As long as we misdiagnose the problem of Africa, our solutions will always be wrong. We will be quack doctors treating an HIV patient for malaria. This is why all the “reform” movements in African Christianity that have sprung up to improve governance haven’t made any difference. Dominion theology didn’t help Christians to dominate society. The seven-mountain mandate seems to have taken us rather deeper into the valley. And the New Apostolic Reformation failed to reform our countries for the better.

The central problem that is facing us in Africa is sin. Sin is an insidious disease. It’s an opportunistic infection that would manifest itself wherever it finds the opportunity. This means that the manifestation of sin that we will see in Africa will be different from what we will see in the West.
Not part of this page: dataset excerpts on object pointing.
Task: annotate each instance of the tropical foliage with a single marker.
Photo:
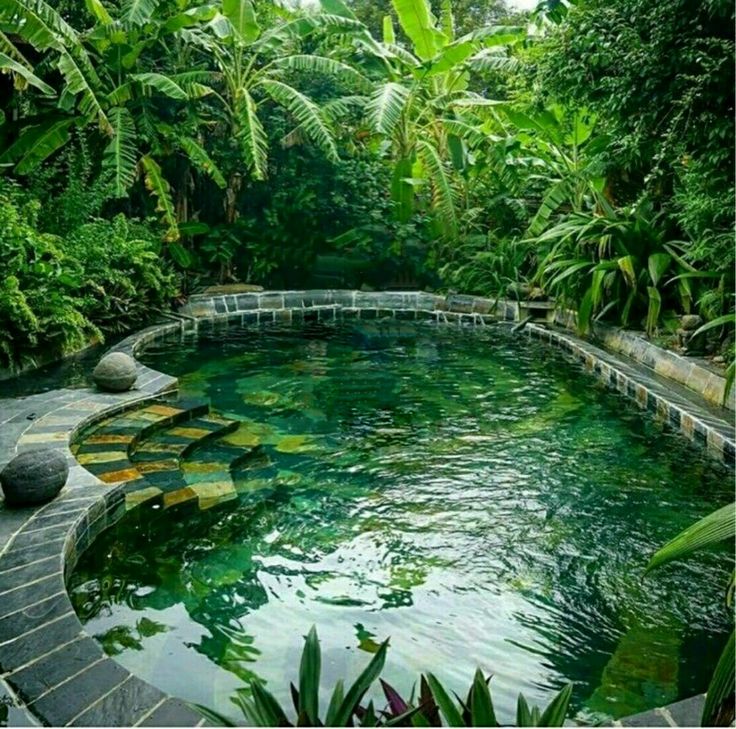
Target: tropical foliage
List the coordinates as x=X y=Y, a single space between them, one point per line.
x=713 y=529
x=432 y=707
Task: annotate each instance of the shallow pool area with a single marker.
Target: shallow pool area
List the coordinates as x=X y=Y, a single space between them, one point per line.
x=474 y=496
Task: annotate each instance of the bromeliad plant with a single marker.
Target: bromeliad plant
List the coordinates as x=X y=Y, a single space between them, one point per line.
x=433 y=706
x=713 y=529
x=614 y=263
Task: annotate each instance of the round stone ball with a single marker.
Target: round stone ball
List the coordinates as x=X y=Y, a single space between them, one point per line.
x=115 y=372
x=690 y=322
x=33 y=477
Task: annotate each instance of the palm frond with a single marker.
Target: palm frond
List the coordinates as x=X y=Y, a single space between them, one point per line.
x=443 y=196
x=36 y=143
x=322 y=64
x=305 y=111
x=157 y=185
x=386 y=106
x=199 y=157
x=163 y=84
x=252 y=135
x=121 y=155
x=16 y=68
x=139 y=12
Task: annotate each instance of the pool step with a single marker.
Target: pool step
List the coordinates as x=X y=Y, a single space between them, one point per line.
x=161 y=459
x=105 y=449
x=144 y=449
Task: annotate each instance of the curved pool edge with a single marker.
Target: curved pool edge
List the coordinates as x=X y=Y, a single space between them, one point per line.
x=49 y=665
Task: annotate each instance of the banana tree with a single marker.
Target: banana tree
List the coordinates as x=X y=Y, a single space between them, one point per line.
x=110 y=82
x=421 y=100
x=254 y=67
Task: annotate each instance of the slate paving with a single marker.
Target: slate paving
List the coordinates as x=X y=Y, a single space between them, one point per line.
x=127 y=449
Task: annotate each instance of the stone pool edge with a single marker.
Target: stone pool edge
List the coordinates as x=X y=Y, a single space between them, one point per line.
x=57 y=672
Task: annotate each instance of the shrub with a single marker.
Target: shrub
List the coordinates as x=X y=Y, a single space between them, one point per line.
x=122 y=279
x=59 y=294
x=37 y=304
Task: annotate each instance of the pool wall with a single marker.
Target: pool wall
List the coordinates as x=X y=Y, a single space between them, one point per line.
x=50 y=668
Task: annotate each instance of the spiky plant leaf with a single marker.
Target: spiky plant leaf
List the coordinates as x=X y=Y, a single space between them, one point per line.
x=77 y=83
x=338 y=694
x=252 y=135
x=389 y=34
x=443 y=196
x=481 y=703
x=18 y=69
x=556 y=712
x=386 y=106
x=446 y=705
x=309 y=676
x=120 y=155
x=355 y=693
x=305 y=111
x=447 y=21
x=202 y=161
x=43 y=27
x=139 y=12
x=161 y=190
x=714 y=528
x=523 y=714
x=557 y=194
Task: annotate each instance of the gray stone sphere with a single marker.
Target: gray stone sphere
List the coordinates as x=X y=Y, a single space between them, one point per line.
x=115 y=372
x=33 y=477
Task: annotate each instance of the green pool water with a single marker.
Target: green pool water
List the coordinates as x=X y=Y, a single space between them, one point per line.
x=474 y=496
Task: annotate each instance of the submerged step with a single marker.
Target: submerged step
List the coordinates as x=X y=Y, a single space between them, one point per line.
x=143 y=448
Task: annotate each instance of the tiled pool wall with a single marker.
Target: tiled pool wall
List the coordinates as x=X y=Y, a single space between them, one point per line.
x=50 y=667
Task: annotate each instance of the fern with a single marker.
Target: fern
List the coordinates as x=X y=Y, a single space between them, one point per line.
x=157 y=185
x=199 y=157
x=121 y=155
x=306 y=112
x=443 y=196
x=386 y=106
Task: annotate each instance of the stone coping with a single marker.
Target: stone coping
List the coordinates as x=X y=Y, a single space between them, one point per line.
x=50 y=668
x=687 y=371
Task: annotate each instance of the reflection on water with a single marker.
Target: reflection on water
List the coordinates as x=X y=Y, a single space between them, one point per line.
x=466 y=494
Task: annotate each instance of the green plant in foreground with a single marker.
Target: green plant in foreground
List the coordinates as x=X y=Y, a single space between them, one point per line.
x=712 y=529
x=433 y=707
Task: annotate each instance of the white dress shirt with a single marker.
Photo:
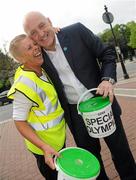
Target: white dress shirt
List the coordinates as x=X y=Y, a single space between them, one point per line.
x=72 y=86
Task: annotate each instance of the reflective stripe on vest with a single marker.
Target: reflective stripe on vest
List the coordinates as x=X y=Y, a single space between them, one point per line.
x=46 y=101
x=45 y=126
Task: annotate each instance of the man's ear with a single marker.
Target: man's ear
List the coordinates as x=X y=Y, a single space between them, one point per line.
x=49 y=21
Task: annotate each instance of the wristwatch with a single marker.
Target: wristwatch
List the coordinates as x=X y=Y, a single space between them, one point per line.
x=111 y=80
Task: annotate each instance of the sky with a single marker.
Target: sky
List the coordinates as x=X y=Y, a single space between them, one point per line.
x=63 y=13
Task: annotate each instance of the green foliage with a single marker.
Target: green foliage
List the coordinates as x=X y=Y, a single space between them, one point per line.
x=132 y=42
x=126 y=36
x=1 y=84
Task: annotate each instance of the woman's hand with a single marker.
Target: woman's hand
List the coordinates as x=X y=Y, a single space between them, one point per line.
x=105 y=89
x=49 y=154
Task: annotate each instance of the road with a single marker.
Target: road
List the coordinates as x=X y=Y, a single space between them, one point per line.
x=6 y=111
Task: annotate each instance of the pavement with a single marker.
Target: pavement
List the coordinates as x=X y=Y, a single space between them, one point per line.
x=16 y=163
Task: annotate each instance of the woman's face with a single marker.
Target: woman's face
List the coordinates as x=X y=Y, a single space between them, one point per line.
x=31 y=54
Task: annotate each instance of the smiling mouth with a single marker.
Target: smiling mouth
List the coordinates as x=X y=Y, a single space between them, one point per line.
x=38 y=54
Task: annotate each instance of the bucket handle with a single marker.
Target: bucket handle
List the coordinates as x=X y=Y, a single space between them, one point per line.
x=82 y=96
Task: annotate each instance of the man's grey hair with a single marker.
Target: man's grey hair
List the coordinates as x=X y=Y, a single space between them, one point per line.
x=14 y=45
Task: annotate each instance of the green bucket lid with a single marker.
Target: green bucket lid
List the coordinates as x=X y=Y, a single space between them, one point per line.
x=78 y=163
x=94 y=104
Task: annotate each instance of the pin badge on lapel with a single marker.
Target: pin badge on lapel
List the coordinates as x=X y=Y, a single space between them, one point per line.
x=65 y=48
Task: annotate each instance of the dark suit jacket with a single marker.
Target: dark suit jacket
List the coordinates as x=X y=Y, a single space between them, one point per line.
x=88 y=57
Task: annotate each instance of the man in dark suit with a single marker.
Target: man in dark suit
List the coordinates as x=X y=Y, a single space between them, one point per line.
x=76 y=60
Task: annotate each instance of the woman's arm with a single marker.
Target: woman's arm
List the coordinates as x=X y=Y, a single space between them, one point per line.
x=27 y=132
x=21 y=107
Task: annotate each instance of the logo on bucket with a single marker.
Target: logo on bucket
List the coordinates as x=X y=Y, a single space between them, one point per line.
x=97 y=115
x=101 y=123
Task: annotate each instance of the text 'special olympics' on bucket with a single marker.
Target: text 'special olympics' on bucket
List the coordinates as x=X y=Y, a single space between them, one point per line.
x=97 y=115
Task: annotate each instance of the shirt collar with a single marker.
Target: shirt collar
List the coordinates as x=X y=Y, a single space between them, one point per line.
x=56 y=44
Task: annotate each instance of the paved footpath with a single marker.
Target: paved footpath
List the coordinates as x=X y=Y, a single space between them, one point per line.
x=16 y=163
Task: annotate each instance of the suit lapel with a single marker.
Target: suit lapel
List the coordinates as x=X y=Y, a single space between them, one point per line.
x=64 y=41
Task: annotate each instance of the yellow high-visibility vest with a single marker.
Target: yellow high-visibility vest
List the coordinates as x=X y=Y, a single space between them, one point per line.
x=46 y=117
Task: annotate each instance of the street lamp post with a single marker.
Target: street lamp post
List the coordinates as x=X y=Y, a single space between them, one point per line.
x=122 y=30
x=108 y=18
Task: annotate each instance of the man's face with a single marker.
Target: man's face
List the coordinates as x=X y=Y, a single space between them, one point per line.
x=30 y=53
x=40 y=30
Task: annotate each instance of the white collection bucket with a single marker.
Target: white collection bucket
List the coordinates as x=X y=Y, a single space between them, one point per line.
x=77 y=164
x=97 y=115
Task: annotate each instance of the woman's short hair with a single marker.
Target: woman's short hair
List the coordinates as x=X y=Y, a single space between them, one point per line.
x=14 y=45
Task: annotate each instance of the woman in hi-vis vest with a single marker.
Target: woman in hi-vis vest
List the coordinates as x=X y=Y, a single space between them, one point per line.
x=37 y=112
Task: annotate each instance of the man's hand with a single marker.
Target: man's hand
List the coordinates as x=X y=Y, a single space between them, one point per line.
x=105 y=89
x=49 y=153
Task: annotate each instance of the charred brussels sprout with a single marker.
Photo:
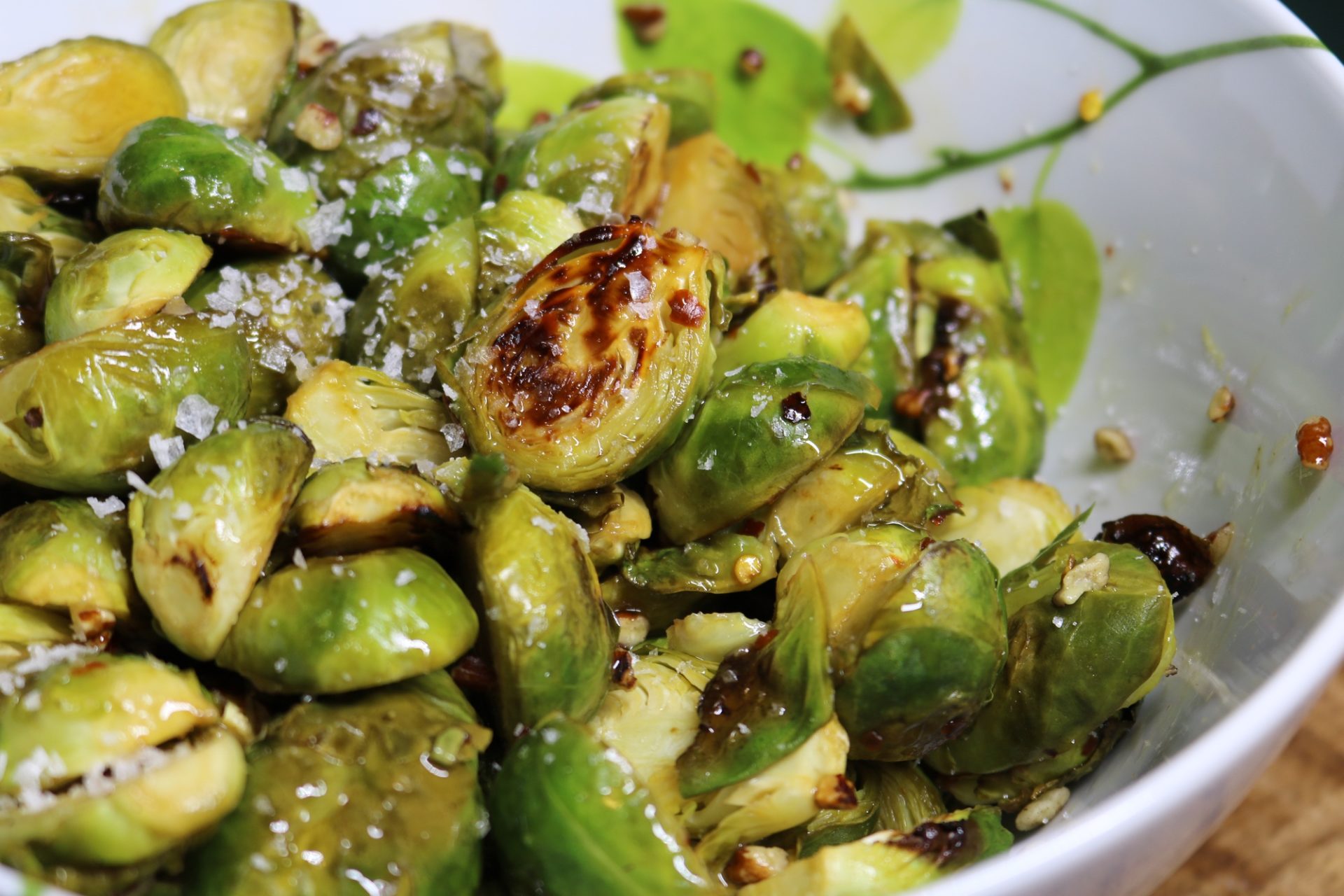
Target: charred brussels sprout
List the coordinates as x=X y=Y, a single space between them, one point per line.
x=175 y=174
x=355 y=505
x=64 y=109
x=203 y=530
x=125 y=277
x=372 y=792
x=346 y=624
x=290 y=312
x=550 y=634
x=232 y=58
x=378 y=99
x=715 y=197
x=593 y=365
x=78 y=415
x=757 y=433
x=355 y=412
x=601 y=159
x=687 y=93
x=570 y=818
Because of the weakness of our institutions, for us sin is most especially evident in the abuse of power that leads to corruption and other vices. Each of us are as potentially corrupt as our leaders, the only difference is our lack of power and opportunity.

Africa Needs Renewed Hearts More Than New Leaders

What then is the solution? It is that we teach our people about the gospel. The gospel is the only narrative that makes sense of the persistence of bad leadership in Africa because the gospel expects everyone to be bad. Yet it is only the gospel that offers the power to change bad people and make them able to do good things through the power of Christ.

As the late Tim Keller put it: “The gospel is this: We are more sinful and flawed in ourselves than we ever dared believe, yet at the very same time we are more loved and accepted in Jesus Christ than we ever dared hope.”

The gospel has power to change bad people and make them able to do good things.

I believe that Africa can become better. Yet, it will not be by our shortcut methods where we think that we can microwave change. If change will come, it will come slowly. It will come through the patient work of pastors preaching the gospel to their congregations every week; by the slow work of Christians going out into the communities every week and becoming light and salt; and in evangelism and church planting, where we extend the frontiers of the kingdom of God into Africa.

Reason for Real Optimism

This is exactly what Jesus meant in the parable of the mustard seed. “The kingdom of heaven is like a grain of mustard seed that a man took and sowed in his field. It is the smallest of all seeds, but when it has grown it is larger than all the garden plants and becomes a tree, so that the birds of the air come and make nests in its branches” (Matthew 13:31-32).

If we are faithful, Jesus promises us a harvest in Africa.

Brothers and sisters, our job is to plant tiny gospel seeds, to water them and pray for growth. If we are faithful, Jesus promises us a harvest in Africa that would be greater than anything we can ask or even imagine.